1 Introduction to the project

According to the WHO Suicides organization, 800.000 committed suicide in 2018. This means every 40 seconds a person dies by suicide. This number is fortunately dropping. In this kernel I want to explore the evolution of suicide rate using the dataset provided here on Kaggle.

I’ll be using the powerful R language to do this analysis, my main focus is to understand what affects the suicide rate to decrease.

Let’s start by loading the packages we’ll be using throughout this study.

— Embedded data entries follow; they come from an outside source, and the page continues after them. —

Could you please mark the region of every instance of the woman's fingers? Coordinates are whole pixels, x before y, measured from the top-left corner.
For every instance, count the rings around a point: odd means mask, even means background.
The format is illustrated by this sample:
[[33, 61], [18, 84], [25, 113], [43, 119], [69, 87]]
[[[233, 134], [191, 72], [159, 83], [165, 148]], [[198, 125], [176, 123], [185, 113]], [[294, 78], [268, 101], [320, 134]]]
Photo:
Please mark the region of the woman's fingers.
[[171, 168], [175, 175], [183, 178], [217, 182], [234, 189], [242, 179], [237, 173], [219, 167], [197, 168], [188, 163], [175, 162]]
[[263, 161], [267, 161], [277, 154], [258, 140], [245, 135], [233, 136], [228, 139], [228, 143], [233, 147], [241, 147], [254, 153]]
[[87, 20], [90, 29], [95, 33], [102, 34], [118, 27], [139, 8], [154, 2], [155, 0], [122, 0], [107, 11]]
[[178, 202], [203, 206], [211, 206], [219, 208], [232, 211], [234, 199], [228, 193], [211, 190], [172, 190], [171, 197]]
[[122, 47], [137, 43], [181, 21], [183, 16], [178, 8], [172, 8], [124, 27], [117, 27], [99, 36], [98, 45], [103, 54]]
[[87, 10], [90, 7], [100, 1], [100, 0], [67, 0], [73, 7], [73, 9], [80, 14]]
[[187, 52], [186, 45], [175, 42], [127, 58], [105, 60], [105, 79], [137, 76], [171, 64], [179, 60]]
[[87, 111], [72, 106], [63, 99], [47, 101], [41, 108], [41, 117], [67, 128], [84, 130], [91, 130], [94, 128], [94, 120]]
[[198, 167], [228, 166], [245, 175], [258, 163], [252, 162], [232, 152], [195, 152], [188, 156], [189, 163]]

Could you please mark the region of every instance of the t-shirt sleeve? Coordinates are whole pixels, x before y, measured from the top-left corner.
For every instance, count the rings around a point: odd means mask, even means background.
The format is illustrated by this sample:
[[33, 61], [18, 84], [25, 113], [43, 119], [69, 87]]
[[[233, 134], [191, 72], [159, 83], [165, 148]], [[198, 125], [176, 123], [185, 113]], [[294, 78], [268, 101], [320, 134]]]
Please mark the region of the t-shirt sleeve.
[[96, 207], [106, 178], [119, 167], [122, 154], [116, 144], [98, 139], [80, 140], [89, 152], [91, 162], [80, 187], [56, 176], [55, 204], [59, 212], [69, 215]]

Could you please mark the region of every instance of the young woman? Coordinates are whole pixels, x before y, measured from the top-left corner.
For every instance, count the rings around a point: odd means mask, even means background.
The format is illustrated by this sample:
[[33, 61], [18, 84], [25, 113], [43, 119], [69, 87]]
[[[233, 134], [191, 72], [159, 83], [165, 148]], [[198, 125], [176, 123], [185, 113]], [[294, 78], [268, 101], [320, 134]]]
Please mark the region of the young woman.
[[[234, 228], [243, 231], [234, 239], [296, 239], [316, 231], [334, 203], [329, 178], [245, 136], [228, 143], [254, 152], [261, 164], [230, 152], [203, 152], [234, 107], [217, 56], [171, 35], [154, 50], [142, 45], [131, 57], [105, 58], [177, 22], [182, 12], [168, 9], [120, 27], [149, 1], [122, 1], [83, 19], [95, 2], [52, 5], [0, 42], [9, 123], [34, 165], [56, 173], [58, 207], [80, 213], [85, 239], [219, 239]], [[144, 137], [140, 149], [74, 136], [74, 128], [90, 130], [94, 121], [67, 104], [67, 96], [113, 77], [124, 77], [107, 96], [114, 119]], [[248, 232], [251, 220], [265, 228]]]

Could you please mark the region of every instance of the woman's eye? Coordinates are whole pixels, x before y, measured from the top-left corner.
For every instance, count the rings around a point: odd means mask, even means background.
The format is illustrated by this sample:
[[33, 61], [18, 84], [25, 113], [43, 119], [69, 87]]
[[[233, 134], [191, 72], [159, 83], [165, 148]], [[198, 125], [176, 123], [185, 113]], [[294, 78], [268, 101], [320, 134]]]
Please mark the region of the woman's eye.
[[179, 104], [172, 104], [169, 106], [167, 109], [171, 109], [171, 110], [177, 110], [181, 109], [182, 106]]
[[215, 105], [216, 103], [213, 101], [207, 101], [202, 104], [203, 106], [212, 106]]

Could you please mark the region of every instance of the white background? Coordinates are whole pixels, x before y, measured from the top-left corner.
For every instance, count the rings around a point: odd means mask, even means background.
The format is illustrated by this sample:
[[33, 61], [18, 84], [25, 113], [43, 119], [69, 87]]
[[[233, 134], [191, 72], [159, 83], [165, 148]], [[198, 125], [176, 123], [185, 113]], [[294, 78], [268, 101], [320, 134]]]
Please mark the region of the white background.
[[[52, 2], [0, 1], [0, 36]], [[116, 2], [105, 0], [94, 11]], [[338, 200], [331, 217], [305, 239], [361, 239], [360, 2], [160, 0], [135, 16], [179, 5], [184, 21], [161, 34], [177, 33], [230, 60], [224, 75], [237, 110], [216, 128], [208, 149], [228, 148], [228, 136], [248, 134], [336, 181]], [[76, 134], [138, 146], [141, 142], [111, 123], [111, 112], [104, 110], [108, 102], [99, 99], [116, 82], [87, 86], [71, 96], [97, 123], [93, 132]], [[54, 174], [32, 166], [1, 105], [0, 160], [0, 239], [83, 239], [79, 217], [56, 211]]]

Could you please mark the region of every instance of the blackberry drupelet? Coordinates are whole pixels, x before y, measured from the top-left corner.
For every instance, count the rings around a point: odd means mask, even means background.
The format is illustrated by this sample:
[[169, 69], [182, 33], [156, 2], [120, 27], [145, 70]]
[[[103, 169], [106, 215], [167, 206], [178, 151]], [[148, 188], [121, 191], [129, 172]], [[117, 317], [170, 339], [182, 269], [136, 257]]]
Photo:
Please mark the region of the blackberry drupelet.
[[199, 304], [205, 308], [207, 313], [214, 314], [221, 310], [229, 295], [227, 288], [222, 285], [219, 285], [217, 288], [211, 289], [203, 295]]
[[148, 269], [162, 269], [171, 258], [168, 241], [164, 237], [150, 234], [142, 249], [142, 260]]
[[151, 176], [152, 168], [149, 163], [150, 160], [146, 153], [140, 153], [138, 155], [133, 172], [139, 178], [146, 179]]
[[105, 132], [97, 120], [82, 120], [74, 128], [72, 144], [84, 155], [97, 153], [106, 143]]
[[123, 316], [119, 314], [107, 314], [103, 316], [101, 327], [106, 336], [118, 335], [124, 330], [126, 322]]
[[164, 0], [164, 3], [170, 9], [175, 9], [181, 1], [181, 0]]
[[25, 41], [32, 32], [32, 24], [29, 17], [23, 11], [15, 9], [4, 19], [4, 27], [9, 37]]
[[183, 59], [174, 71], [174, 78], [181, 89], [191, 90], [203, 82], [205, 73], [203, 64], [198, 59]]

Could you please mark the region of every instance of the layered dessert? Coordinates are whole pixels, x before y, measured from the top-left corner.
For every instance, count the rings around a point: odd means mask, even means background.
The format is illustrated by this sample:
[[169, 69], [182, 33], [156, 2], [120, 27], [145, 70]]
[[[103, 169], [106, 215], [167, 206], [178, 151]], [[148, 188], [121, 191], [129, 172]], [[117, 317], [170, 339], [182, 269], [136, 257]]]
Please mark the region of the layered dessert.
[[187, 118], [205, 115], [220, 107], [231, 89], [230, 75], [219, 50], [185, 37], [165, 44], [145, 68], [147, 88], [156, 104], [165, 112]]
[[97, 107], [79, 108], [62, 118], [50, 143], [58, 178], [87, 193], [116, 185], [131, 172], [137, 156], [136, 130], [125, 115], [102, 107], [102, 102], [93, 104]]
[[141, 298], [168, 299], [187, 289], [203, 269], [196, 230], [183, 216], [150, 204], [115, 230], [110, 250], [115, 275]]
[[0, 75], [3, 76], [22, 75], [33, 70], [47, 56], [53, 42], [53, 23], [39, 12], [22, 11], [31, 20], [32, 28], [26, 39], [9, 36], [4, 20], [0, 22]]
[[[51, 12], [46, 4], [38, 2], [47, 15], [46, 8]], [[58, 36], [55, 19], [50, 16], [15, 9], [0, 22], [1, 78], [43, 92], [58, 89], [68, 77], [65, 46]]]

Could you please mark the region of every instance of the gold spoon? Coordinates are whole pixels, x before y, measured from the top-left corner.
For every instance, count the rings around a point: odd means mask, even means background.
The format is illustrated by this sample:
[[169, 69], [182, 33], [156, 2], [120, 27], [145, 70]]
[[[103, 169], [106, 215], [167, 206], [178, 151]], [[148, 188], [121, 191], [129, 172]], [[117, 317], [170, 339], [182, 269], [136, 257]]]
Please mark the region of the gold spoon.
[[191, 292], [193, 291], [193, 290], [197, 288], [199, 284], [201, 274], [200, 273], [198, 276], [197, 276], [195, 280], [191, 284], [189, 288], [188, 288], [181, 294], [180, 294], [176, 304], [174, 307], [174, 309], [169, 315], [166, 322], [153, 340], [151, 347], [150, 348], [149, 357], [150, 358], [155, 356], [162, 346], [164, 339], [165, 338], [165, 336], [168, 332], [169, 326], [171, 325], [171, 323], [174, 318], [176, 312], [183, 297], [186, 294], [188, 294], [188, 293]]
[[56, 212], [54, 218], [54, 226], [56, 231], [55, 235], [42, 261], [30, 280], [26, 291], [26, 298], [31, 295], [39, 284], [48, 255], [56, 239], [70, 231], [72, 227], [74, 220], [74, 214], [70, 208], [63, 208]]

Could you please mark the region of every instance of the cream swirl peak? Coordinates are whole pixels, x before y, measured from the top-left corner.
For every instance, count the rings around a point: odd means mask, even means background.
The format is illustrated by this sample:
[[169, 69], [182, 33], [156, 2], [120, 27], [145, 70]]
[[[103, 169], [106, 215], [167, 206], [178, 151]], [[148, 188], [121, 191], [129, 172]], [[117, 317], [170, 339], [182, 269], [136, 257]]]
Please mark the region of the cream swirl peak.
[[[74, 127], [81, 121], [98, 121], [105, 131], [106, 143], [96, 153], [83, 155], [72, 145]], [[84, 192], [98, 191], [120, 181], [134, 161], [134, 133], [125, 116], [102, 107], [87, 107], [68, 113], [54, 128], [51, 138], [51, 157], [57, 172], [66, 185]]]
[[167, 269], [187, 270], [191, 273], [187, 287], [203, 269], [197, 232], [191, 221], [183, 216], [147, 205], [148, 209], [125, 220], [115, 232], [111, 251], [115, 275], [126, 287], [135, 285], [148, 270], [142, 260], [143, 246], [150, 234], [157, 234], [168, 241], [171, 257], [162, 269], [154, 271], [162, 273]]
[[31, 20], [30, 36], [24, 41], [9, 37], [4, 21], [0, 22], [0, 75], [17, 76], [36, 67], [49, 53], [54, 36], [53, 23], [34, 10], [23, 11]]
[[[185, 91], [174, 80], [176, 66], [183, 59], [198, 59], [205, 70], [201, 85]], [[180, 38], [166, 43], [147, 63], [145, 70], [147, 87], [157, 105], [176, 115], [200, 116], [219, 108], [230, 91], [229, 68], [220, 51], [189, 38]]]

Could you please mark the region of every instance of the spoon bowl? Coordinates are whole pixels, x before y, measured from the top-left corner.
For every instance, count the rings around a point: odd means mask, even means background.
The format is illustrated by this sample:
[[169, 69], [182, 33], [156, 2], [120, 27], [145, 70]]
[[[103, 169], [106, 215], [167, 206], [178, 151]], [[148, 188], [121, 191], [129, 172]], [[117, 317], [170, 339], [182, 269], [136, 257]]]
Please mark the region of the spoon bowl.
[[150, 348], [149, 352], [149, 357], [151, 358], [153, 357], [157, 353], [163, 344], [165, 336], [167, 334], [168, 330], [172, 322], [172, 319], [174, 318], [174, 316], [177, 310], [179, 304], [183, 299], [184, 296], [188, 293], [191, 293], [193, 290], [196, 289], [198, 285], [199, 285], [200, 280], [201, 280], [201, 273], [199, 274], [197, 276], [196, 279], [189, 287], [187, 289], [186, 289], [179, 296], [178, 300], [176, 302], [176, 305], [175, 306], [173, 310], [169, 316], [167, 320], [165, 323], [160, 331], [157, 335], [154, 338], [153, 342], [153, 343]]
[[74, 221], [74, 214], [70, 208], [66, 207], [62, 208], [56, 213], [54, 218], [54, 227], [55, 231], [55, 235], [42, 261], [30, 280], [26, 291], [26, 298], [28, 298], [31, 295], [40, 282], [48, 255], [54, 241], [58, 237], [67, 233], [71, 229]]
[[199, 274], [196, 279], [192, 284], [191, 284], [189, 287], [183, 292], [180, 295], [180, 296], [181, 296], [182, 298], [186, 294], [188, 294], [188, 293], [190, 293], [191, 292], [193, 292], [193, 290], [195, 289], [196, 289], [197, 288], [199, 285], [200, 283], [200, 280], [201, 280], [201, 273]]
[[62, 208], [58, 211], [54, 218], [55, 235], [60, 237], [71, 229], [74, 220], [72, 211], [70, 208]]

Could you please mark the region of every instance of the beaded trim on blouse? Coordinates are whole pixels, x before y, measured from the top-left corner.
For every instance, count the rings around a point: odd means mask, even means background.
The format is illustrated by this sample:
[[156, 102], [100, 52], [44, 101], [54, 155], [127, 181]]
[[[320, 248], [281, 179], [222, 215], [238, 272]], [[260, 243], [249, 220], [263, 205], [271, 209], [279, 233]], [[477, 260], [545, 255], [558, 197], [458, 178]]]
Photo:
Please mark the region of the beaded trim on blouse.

country year sex age suicides_no population suicides.100k.pop country.year HDI.for.year gdp_for_year…. gdp_per_capita…. generation
Albania 1987 male 15-24 years 21 312900 6.71 Albania1987 NA 2,156,624,900 796 Generation X
Albania 1987 male 35-54 years 16 308000 5.19 Albania1987 NA 2,156,624,900 796 Silent
Albania 1987 female 15-24 years 14 289700 4.83 Albania1987 NA 2,156,624,900 796 Generation X
Albania 1987 male 75+ years 1 21800 4.59 Albania1987 NA 2,156,624,900 796 G.I. Generation
Albania 1987 male 25-34 years 9 274300 3.28 Albania1987 NA 2,156,624,900 796 Boomers
Albania 1987 female 75+ years 1 35600 2.81 Albania1987 NA 2,156,624,900 796 G.I. Generation

1.1 Variable definition

Before we go further in this analysis, it is important to know what each column or variable in the dataset stands for.

I think only the columns suicide.100k, suicide.no and HDI.for.year are problematic. Let’s explain them :

suicide.100k stands for the number of death by suicide for a total 100.000 deaths.

suicide.no is the number of suicide.

HDI.for.year is the Human Development Index of the year.